Stalin worshippers were well re- warded for their idolatry, especially in academia. Hobsbawm was elected to the British Academy; made an honorary fellow of King’s College at Cambridge, a professor-at-large by Cornell University and a member of the American Academy of Arts & Sciences; was also given an honorary doctorate by Columbia and a dozen other universities. Shortly after he again had refused to disavow his approval of Stalin’s empire, Britain’s Labour government made him a Companion of Honour.

Elsewhere, Mao Zedong was responsible for the deaths of an estimated 70 million people, yet Westerners were among his warmest admirers.
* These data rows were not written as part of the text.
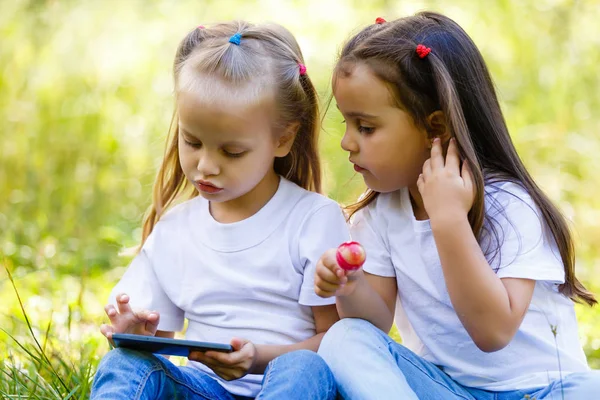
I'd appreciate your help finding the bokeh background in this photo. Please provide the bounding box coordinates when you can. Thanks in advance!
[0,0,600,399]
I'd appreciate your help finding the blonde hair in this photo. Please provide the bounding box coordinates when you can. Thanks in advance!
[141,21,321,245]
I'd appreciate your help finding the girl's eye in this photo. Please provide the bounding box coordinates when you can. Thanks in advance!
[358,125,375,135]
[183,139,202,149]
[223,150,246,158]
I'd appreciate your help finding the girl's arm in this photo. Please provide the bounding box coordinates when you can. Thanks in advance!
[337,270,398,333]
[189,305,339,380]
[315,249,398,332]
[417,139,535,352]
[431,215,535,352]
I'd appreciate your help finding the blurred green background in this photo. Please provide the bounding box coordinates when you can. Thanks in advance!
[0,0,600,398]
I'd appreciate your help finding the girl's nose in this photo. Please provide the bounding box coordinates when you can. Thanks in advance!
[341,130,358,153]
[196,152,219,177]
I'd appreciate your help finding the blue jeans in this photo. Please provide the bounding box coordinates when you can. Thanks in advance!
[319,318,600,400]
[91,348,337,400]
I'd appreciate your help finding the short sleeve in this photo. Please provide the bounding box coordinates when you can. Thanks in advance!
[484,183,565,283]
[109,228,184,332]
[350,203,396,277]
[298,202,350,306]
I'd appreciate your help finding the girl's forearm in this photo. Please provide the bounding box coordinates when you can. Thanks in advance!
[431,217,520,351]
[336,273,394,332]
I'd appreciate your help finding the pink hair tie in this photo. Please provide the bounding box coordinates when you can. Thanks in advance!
[298,63,306,76]
[416,44,431,58]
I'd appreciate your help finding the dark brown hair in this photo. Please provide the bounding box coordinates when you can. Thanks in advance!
[334,12,597,305]
[142,21,321,244]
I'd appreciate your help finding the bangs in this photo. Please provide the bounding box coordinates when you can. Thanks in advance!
[175,46,275,107]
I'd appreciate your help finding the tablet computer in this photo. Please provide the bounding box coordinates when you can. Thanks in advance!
[112,333,233,357]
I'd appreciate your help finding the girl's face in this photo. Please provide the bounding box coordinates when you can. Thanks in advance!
[333,63,431,193]
[177,88,285,216]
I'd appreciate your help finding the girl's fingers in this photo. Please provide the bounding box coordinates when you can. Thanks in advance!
[100,324,114,339]
[430,138,444,169]
[116,293,132,314]
[417,174,425,194]
[104,304,120,325]
[315,265,345,285]
[446,138,460,175]
[421,158,432,176]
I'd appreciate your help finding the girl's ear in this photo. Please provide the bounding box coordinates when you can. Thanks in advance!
[275,122,300,157]
[427,110,451,144]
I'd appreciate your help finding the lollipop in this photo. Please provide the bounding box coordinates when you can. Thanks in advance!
[335,242,367,271]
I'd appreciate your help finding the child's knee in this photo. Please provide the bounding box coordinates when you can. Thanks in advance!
[98,348,159,373]
[319,318,381,354]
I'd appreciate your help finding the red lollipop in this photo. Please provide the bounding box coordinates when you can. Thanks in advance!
[335,242,367,271]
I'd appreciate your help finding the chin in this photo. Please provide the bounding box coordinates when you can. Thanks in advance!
[364,179,402,193]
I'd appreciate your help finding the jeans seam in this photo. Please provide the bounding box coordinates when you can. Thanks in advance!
[134,363,163,400]
[388,340,470,400]
[134,360,219,400]
[165,367,219,400]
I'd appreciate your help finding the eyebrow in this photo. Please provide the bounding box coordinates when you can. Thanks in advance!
[335,104,377,119]
[179,126,249,148]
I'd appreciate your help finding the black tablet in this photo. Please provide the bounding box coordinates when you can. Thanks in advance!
[112,333,233,357]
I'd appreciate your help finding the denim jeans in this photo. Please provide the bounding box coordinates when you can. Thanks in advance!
[319,318,600,400]
[91,348,337,400]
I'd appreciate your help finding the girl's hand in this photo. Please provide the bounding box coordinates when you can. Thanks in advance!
[188,338,258,381]
[315,249,364,298]
[417,138,475,222]
[100,293,160,345]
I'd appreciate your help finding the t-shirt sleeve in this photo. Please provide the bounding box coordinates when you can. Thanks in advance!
[484,183,565,283]
[298,202,350,306]
[109,228,184,332]
[350,206,396,277]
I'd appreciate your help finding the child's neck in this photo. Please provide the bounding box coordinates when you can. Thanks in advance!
[408,185,429,221]
[210,171,280,224]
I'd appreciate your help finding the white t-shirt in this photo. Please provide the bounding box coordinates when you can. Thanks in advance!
[111,178,350,397]
[351,182,588,391]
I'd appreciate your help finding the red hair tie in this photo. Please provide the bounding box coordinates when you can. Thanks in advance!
[417,44,431,58]
[298,63,306,76]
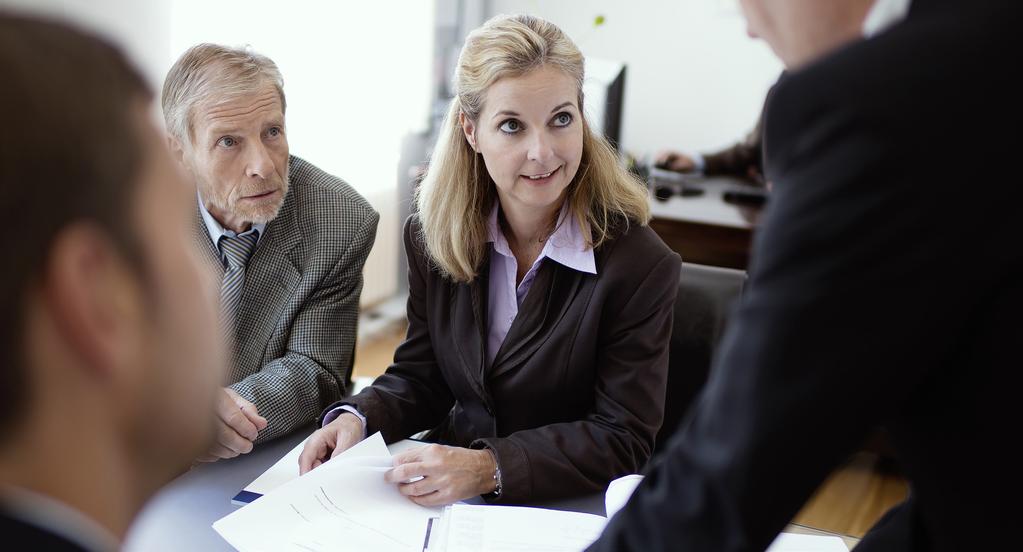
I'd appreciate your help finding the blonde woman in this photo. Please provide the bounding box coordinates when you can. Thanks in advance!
[300,15,680,505]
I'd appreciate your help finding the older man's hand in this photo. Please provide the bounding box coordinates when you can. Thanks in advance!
[198,387,267,462]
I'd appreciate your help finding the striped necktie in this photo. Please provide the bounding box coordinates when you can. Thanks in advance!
[217,232,259,339]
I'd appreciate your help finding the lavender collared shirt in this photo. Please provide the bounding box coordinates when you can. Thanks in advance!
[486,203,596,366]
[323,203,596,439]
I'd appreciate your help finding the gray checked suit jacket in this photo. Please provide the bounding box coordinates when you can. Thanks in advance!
[195,155,380,443]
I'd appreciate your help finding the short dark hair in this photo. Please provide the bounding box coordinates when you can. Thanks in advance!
[0,12,152,439]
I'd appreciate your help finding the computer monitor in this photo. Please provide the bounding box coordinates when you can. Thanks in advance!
[582,57,625,149]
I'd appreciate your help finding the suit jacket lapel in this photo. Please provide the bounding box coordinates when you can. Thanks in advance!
[488,260,585,378]
[194,204,224,279]
[232,189,303,377]
[450,251,490,401]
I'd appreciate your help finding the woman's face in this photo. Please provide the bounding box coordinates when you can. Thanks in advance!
[461,66,583,217]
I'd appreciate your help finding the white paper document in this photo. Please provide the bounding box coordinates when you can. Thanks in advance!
[213,433,441,552]
[767,533,849,552]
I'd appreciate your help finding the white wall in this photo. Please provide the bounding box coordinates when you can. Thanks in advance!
[0,0,171,88]
[487,0,782,154]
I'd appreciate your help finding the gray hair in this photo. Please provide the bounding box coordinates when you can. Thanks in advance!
[161,43,287,143]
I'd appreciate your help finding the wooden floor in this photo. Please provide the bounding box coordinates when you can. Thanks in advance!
[354,324,907,538]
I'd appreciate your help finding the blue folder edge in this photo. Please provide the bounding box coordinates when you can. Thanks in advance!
[231,491,263,506]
One of them wrote: “[China is] a kind of benign monarchy ruled by an emperor-priest who had won the complete devotion of his subjects.” David Rockefeller praised the “nation- al harmony” of Mao’s China, which produced not only “more efficient administration” but fostered “high morale and community of purpose”. Another American visitor said “law and order ... are maintained more by the prevailing high moral code than by any threat of police action”.

Similar praise was heaped on minor killers and dictators, such as Fidel Castro. Saul Landau found him “steeped in democracy”; to Leo Hu- berman and Paul Sweezy, Castro was “a passionate humanitarian”. Others said he was “vigorous, handsome, informal, undogmatic, open, humane, superbly accessible and warm”.

Moral Blind Spot
Intellectuals, whom I define as those who think ideas are more important than people, are notoriously bad at seeing the ordinary world and coming to moral decisions about it. I knew the two greatest intellectuals of their age, Bertrand Russell and Jean-Paul Sartre, and they were the last people one could appeal to for advice on anything practical. I suppose Eric Hobsbawm fits into this category. He was a man so blinded by his own intellect that he was unable to see the evil and wickedness staring him in the face.